La démarche n’a pas été évidente. J’ai envoyé des candidatures dans tous les organismes de formation en travail social. Seul l’Irfase m’a fait part de son intérêt pour le projet. Nous avons ensuite pensé ensemble un module adapté. Je forme aujourd’hui de futurs assistants de service social, moniteurs-éducateurs, éducateurs spécialisés et éducateurs de jeunes enfants. Je propose un module de trois fois huit heures. Il s’agit d’une journée par an, sur les trois ans de formation.

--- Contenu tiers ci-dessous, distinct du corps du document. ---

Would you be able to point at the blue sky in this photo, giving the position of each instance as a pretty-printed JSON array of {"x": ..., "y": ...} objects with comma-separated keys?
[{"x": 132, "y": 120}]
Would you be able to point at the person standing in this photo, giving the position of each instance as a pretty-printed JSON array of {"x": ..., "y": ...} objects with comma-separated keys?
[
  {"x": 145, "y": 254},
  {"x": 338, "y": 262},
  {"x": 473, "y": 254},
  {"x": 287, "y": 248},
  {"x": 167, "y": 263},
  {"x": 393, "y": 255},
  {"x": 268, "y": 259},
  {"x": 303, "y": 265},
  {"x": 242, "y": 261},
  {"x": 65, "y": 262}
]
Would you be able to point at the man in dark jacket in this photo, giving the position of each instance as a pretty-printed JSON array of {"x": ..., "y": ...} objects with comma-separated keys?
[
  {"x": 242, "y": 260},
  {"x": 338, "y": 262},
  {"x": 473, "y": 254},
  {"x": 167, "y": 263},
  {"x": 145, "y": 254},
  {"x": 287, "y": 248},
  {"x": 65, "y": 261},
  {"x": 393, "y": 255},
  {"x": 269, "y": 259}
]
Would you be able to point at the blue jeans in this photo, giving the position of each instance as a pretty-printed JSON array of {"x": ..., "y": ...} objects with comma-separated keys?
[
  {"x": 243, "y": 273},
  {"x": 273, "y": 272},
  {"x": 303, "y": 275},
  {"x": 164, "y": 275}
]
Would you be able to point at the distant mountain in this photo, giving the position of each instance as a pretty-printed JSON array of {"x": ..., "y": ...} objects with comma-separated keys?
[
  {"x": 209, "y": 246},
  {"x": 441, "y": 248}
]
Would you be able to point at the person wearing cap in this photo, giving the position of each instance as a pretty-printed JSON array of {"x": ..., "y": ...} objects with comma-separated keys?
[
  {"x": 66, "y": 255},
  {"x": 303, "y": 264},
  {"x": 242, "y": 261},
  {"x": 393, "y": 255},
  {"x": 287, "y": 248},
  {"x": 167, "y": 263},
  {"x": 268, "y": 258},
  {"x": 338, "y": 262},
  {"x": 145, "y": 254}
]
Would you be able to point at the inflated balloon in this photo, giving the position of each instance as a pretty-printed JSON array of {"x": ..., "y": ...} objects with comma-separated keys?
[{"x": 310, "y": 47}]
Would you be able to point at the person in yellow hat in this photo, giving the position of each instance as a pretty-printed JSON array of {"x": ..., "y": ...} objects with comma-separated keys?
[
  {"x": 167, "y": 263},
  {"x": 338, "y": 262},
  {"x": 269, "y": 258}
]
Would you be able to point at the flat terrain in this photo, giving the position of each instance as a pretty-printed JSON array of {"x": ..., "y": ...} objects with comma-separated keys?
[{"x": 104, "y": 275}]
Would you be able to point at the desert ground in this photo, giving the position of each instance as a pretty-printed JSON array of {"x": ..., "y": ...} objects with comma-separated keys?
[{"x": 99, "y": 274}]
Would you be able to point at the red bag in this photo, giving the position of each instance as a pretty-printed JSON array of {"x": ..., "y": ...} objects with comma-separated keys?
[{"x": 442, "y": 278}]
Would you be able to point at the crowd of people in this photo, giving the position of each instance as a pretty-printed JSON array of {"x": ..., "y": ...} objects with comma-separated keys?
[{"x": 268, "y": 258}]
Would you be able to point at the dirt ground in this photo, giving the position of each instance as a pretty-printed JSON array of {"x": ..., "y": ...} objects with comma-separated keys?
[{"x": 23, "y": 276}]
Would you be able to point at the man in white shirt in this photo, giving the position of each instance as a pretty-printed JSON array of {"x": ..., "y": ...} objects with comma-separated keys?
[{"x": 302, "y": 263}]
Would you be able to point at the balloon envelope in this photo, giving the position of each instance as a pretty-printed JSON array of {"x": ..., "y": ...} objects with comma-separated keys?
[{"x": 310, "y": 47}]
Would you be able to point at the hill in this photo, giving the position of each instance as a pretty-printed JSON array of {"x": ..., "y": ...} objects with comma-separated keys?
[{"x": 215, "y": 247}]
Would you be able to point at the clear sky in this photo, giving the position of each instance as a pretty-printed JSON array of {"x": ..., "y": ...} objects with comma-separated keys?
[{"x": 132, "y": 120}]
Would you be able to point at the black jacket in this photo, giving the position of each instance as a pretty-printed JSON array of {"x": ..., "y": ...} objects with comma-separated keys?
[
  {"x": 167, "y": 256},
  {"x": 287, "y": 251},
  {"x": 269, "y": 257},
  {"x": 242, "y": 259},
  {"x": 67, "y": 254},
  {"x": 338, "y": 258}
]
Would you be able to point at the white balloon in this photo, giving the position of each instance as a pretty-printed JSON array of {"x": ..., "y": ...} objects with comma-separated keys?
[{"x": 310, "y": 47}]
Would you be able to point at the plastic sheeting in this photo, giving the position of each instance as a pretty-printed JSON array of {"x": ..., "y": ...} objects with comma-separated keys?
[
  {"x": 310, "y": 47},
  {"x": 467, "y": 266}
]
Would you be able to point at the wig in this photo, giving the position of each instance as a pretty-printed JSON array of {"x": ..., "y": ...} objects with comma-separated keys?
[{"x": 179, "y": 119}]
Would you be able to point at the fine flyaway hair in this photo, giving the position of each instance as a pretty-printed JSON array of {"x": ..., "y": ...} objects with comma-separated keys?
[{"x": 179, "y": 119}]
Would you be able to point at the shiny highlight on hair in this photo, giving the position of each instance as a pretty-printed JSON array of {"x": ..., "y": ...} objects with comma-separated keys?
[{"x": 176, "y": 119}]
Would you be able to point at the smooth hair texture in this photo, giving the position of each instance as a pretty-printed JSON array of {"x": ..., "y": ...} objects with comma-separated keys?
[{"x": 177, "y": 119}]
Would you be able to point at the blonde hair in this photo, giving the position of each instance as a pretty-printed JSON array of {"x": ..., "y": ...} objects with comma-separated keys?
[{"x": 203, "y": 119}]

La première année, la séance porte sur la déconstruction des stéréotypes de genre. J’entame le travail par les représentations des étudiants pour leur faire prendre conscience que nous sommes tous vecteurs de normes à un moment donné, et qu’il est nécessaire d’interroger ses propres représentations pour être en capacité d’accompagner l’autre. En se fondant sur des mots, comme « égalité » ou « transphobie », je leur propose de partir de leur expérience personnelle et de s’interroger sur leur propre éducation. Par la suite, je m’appuie sur les caractéristiques des futurs métiers. Pour les éducatrices de jeunes enfants, par exemple, je suggère de questionner la notion de parentalité. Lorsqu’un enfant est malade, les professionnelles vont être amenées à contacter davantage la mère que le père. Je développe avec elles cette idée de charge mentale. Toutes ces injonctions, nous les observons dans la société de manière générale, mais elles sont aussi présentes dans le travail social. J’essaie de montrer aux étudiants qu’en manifestant ces fonctionnements stéréotypés, eux-mêmes proposent au public des façons de faire genrées, qui viennent renforcer les représentations que nous connaissons. J’oriente également les étudiants vers un panel d’outils. Le violentomètre est, par exemple, très utile. Il s’agit d’une graduation de différents propos, classés du vert au rouge, servant à sensibiliser le public sur ce qui est acceptable et ce qui ne l’est pas.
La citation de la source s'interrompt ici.